Deciding which orders can wait

Specialties Geriatric

Published

Specializes in Geriatrics.

It is understandable in this time of economic crisis, the push to elimate overtime, but where do you safely, ethically, morally, legally..... do this.

I work second shift in ALF (with 30+ residents with a mixed population of AAO to moderated Alzheimer), there is no third shift nurse. Doctor comes in after 6PM leaving you with 11 orders to take off. Most of which involved some type of med change, none of them being critical, i.e. increase in slept medication.

Your told to do only the orders that needed to be done immediately. Directly related to the avoid OT.

I have a problem leaving things unfinished even if I was passing it on directly to the next shift nurse, but more so, especially since it would not be handed off directly to the next nurse.

So I pushed myself to do it all, which isn't the best thing to do either.

How would one decide which should be done and which could wait until the first shift nurse came in the next day. Protecting themself and the residents.

Thanks!:)

I'd love to know the answer to this question as well.

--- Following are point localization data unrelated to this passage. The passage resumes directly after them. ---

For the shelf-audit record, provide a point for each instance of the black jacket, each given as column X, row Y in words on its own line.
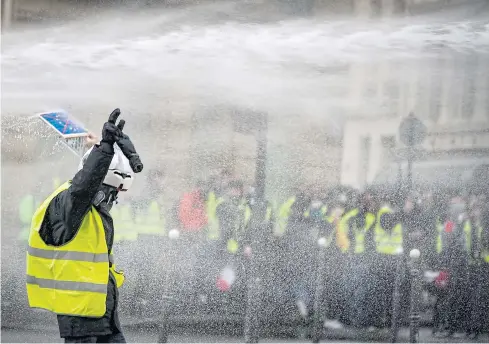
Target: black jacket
column 63, row 218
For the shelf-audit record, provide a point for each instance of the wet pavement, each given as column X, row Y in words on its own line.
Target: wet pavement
column 150, row 336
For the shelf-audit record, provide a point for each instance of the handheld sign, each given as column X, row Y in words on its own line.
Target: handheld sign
column 69, row 131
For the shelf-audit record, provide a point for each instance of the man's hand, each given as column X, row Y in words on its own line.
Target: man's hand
column 111, row 132
column 91, row 140
column 127, row 147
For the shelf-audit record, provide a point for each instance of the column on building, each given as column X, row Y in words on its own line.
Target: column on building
column 8, row 13
column 448, row 77
column 376, row 157
column 481, row 108
column 363, row 8
column 409, row 79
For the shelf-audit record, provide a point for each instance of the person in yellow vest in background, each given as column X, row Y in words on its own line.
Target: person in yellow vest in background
column 363, row 280
column 477, row 281
column 283, row 212
column 337, row 262
column 70, row 266
column 389, row 248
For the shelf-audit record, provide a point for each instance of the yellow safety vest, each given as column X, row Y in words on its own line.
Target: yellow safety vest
column 242, row 223
column 360, row 233
column 468, row 238
column 70, row 279
column 213, row 232
column 343, row 242
column 282, row 219
column 388, row 243
column 439, row 239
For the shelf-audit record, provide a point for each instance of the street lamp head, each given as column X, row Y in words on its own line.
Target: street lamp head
column 414, row 254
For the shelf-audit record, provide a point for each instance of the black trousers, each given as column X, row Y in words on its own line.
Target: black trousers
column 111, row 338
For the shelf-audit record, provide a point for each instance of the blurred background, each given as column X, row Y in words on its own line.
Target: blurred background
column 194, row 79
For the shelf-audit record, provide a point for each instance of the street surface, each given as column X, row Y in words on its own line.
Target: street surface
column 150, row 336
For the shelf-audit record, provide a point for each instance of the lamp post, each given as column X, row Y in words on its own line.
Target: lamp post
column 415, row 317
column 255, row 123
column 412, row 132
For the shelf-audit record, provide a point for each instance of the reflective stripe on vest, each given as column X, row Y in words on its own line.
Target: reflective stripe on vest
column 282, row 219
column 360, row 233
column 70, row 279
column 388, row 243
column 212, row 203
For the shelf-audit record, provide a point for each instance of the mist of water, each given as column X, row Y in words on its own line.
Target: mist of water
column 142, row 61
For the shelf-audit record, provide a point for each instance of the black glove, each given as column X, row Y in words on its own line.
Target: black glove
column 127, row 147
column 111, row 132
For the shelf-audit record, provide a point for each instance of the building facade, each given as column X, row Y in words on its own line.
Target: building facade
column 448, row 92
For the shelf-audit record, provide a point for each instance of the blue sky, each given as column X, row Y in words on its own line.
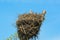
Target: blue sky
column 10, row 9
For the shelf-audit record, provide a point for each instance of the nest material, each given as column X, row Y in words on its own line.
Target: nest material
column 28, row 25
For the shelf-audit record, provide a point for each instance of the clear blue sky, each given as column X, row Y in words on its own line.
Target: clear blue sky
column 10, row 9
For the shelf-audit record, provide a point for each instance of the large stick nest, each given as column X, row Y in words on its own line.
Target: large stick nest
column 29, row 24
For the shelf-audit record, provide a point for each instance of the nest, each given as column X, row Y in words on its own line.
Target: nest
column 28, row 25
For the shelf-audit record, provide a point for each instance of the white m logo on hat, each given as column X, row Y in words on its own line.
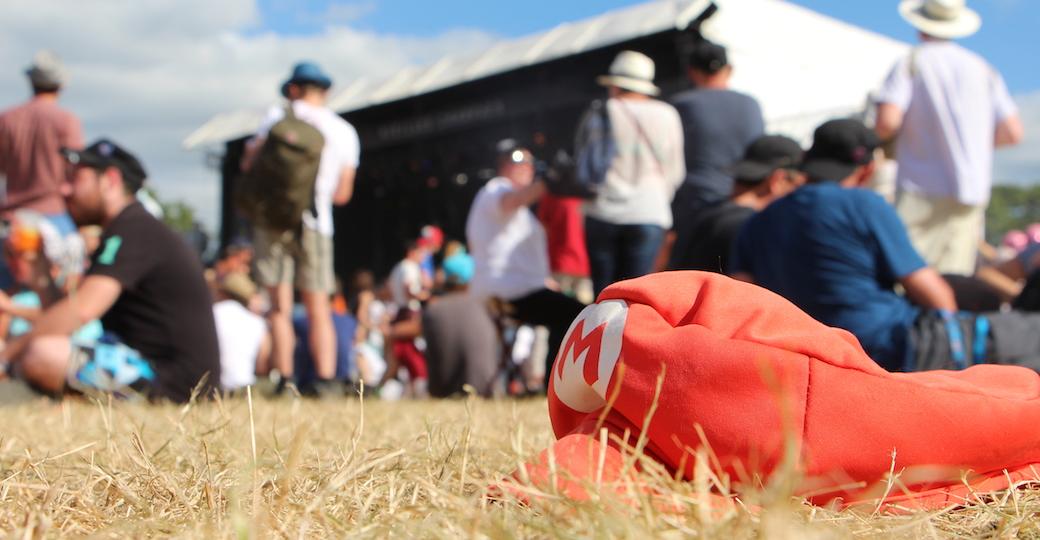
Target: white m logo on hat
column 589, row 355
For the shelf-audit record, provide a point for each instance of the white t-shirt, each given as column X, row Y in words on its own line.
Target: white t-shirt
column 342, row 150
column 406, row 283
column 648, row 169
column 510, row 252
column 239, row 334
column 952, row 102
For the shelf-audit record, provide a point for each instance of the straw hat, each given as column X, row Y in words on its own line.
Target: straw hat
column 631, row 71
column 943, row 19
column 47, row 71
column 238, row 286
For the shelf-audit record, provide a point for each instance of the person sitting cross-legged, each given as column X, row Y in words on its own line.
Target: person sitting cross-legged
column 145, row 284
column 836, row 251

But with no third shift, won't the next am shift get a ton of orders that were not done plus new ones? That does not seem right either.

Thanks

Specializes in MSP, Informatics.

do anything that says Stat.

think about the other shift...if a Dr comes in early (we do 7-7 shifts) so the Dr rounds early, at 6am.... should the night crew stay and take off all of his day round orders? or assume they are meant as morning rounds. (usually happen at 7-8am) when I worked nights, and a dr came in at 6am and did rounds, we did the stat orders.

you can't rush thrugh a stack of orders, and do them half @ssed. rounds are meant to be done with the shift having ample time to give them the neccisary time to look them over and take them off.

the on comming shift may be ticked off, but you have to think of patient safety.

Specializes in Gerontology, Med surg, Home Health.

I'm guessing you work in assisted living? It's not really good practice to leave orders left over, but do the crucial ones...new coumadin orders, new pain meds, diuretics....

Specializes in NICU.

Sort out important orders that needs to be carry out immediately.You dont have to carry out all the orders as much as you wanted if you are not able specially if you are busy with other patients.Prioritize and endorsed nicely to the next shift the remaining., its better to be safe and slow than carrying it out in a hurry to prevent fatal mistake.If you are alone in your shift, ask the supervisor for floater.While you are carrying out other important orders the floater can make errands-labs, pharmacy,etc.The next time the doctor will make rounds, tell him in a nice way to write orders that can be carry out within your shift. ^_^ Happy Duty!

Specializes in mental health; hangover remedies.

If you can DTO the MMCs under a FI1AA then I don't see why they shouldn't PPHM the CUD.

What's an ALF?

Specializes in Geriatrics.

ALF Assisted Living Facility.

What is DTO? Delagate to others? How about MMC, FI1AA, PPHM, CUD?

Specializes in mental health; hangover remedies.
ALF Assisted Living Facility.

Thanks.

What is DTO? Delagate to others? How about MMC, FI1AA, PPHM, CUD?

Irony.

I would raise it with administration. Since they are saying no OT and only do what is strictly necessary - then I'd want in writing:

1. What is 'strictly' necessary?

2. That they assume liability for anything not done that they said wasn't 'strictly necessary'

Otherwise you're leaving yourself open to being culpable for anything not done.